TV reporter Eddie Brock (Tom Hardy) is attempting to find a way to confront Carlton Drake during an upcoming interview. Eddie’s fiancee, Ann (Michelle Williams), works for the law firm employed by Life Foundation. While snooping in her computer, Eddie finds legal documents that mention the use of humans in medical experiments. After he confronts Drake with these documents, he loses his job and Ann gets fired from the law firm. Understandably, Ann breaks up with him as well.

Six months later, the fourth symbiote has traveled to San Francisco after switching human hosts several times. Eddie, now unemployed and living in a fleabag apartment, is approached by Doctor Nora Skirth (Jenny Slate,) who works for Life Foundation. She confirms that Drake is using humans in his experiments. She says that Drake is now using humans to test something more dangerous: symbiotes. She offers to smuggle Eddie into the lab so he can see this for himself.

Once at the lab, Eddie surveys the results of Drake’s symbiote experiments. He begins taking pictures of the humans involved in the tests. After taking several pictures, he recognizes one of the people as a homeless woman he’d befriended near his apartment. Eddie attempts to free her from the glass cell in which she’s trapped. When Eddie breaks the glass, the symbiote leaves her body and enters his. Drake’s security shows up and Eddie is forced to flee the lab. He does so in almost superhuman fashion, breaking through doors and leaping fences in his attempt to escape.
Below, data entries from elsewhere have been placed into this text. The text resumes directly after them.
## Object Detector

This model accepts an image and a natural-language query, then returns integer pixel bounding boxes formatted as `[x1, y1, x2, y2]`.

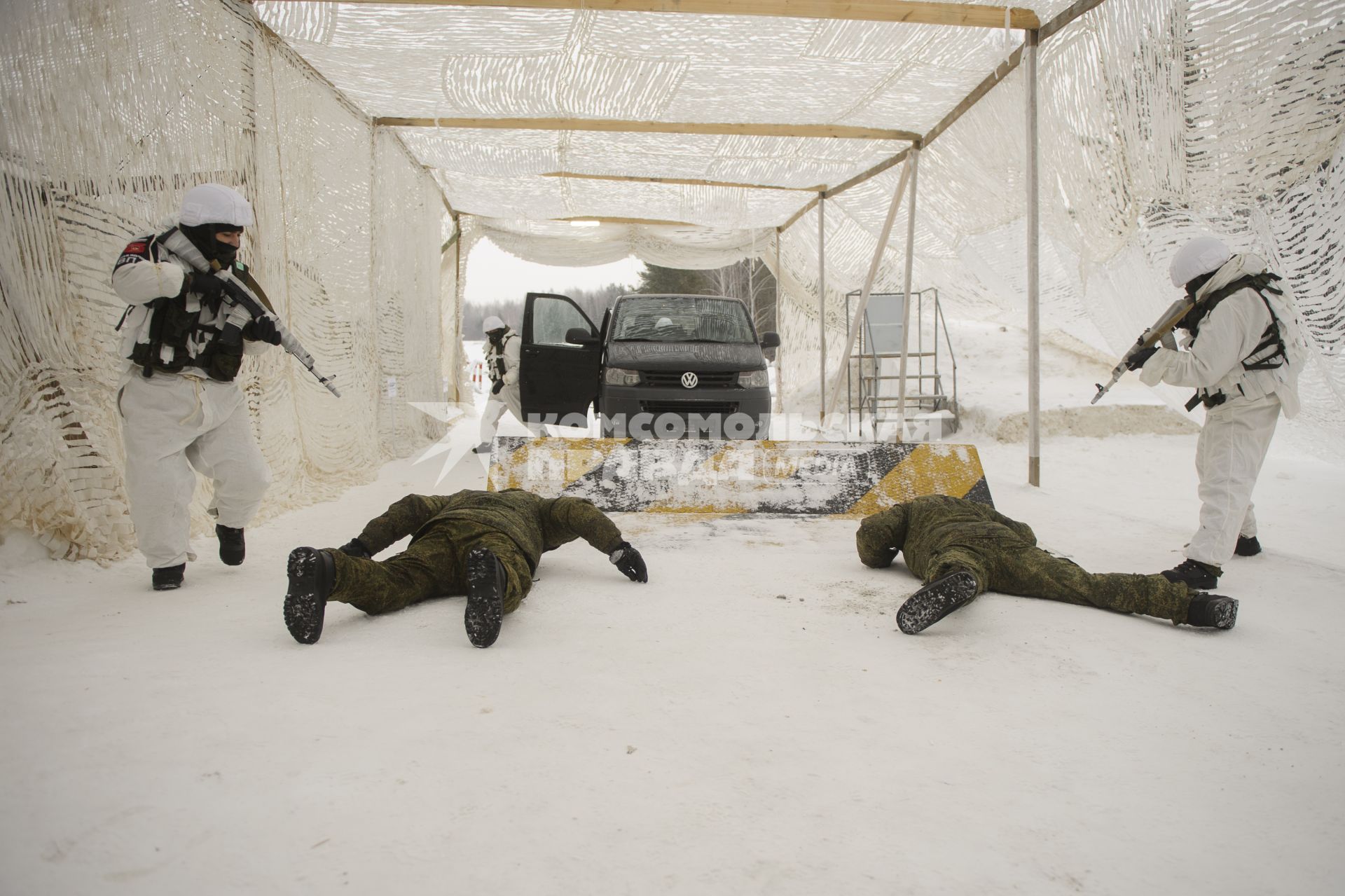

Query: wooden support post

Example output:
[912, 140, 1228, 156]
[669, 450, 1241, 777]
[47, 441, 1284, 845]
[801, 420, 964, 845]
[1026, 31, 1041, 485]
[775, 228, 784, 413]
[897, 144, 920, 441]
[827, 156, 911, 413]
[818, 194, 827, 428]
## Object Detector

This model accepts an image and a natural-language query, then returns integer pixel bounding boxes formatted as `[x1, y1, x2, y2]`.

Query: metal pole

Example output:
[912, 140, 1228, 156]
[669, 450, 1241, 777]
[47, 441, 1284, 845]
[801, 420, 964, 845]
[897, 143, 920, 441]
[818, 193, 827, 427]
[1026, 31, 1041, 485]
[827, 159, 911, 422]
[748, 230, 756, 330]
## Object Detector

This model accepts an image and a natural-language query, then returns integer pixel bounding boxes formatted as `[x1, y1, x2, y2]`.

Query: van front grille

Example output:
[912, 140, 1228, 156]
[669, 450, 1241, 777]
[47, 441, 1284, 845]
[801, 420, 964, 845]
[640, 401, 738, 415]
[640, 370, 738, 389]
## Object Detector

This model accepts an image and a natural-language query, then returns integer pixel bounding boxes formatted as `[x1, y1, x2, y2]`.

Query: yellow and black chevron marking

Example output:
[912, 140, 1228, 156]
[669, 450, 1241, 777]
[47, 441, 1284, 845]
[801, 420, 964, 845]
[487, 436, 994, 516]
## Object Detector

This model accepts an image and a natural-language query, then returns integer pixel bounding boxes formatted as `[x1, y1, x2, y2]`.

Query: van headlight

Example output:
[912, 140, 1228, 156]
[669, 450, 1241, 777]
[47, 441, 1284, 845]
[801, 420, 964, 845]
[602, 367, 640, 386]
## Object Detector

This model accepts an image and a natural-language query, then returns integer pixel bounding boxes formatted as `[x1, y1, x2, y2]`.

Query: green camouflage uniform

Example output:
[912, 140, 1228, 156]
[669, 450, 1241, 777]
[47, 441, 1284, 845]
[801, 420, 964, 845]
[327, 488, 621, 614]
[855, 495, 1190, 623]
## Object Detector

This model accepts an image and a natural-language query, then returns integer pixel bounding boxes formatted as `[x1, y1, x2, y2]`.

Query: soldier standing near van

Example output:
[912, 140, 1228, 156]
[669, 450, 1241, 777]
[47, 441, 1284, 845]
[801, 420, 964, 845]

Eddie has become a host for a symbiote that calls itself Venom. Venom speaks to Eddie, gives him increased strength and something very similar to (but legally different from) Spider-Man’s spider sense, where he can detect danger before it happens. Eddie must come to terms with his new alter-ego and, of course, he also wants to get Ann back and bring down Drake and his unethical company. And, predictably, that fourth symbiote that traveled from Malaysia is involved somehow.

Despite its legal handicapping, Venom‘s premise is unique and the script handles the removal of Spider-Man from the equation admirably. Unfortunately, the script is less deft when it comes to dialogue. Tom Hardy’s Eddie Brock is given a New York accent and spits out lines in a way that sounds as if he’s taken a few too many punches to the face. His conversations with Venom, who speaks in an ominous, booming voice, are darkly funny. When Venom envelops Eddie into his writhing, black, liquid-like body and begins dispatching Drake’s security forces, the movie has hit its high-water point in terms of quality. It’s all downhill from there.

Michelle Williams, in a terrible wig, is almost unrecognizable as Ann. She has no chemistry with Eddie and that hampers the film’s already weak attempt at a romantic connection between the two. Adding insult to injury, Ann behaves so unrealistically that she’s the most unbelievable part of a movie featuring alien symbiotes. None of this is William’s fault. In fact, I felt kind of sorry she had to be a part of this mess.

Director Ruben Fleischer (Zombieland) handles the film’s many action scenes with aplomb but falters when the characters have to deliver dialogue to one another. Aside from Eddie’s interactions with Venom, most scenes between people seem oddly worded and just plain awkward, as if the actors hadn’t quite figured out how to deliver their lines but were forced in front of the camera anyway. Throw in Hardy’s bizarro delivery of his lines and it just gets messier.

Venom is strangely sadistic for a mainstream comic book movie. Venom, the character, frequently discusses his desire to eat people’s internal organs, which I found morbidly funny.  He also bites off a few people’s heads. But, the overall tone is much more lighthearted and that makes these darkly violent (and often humorous) moments feel like they belong in another movie.

Add in a relatively uneventful first act, a lame villain, and plot holes galore, and Venom, the movie, really fails to live up to the standard set by the Marvel Cinematic Universe. If Sony wants to continue with their small stable of licensed Marvel characters they’re going to have to do better than this schizophrenic effort.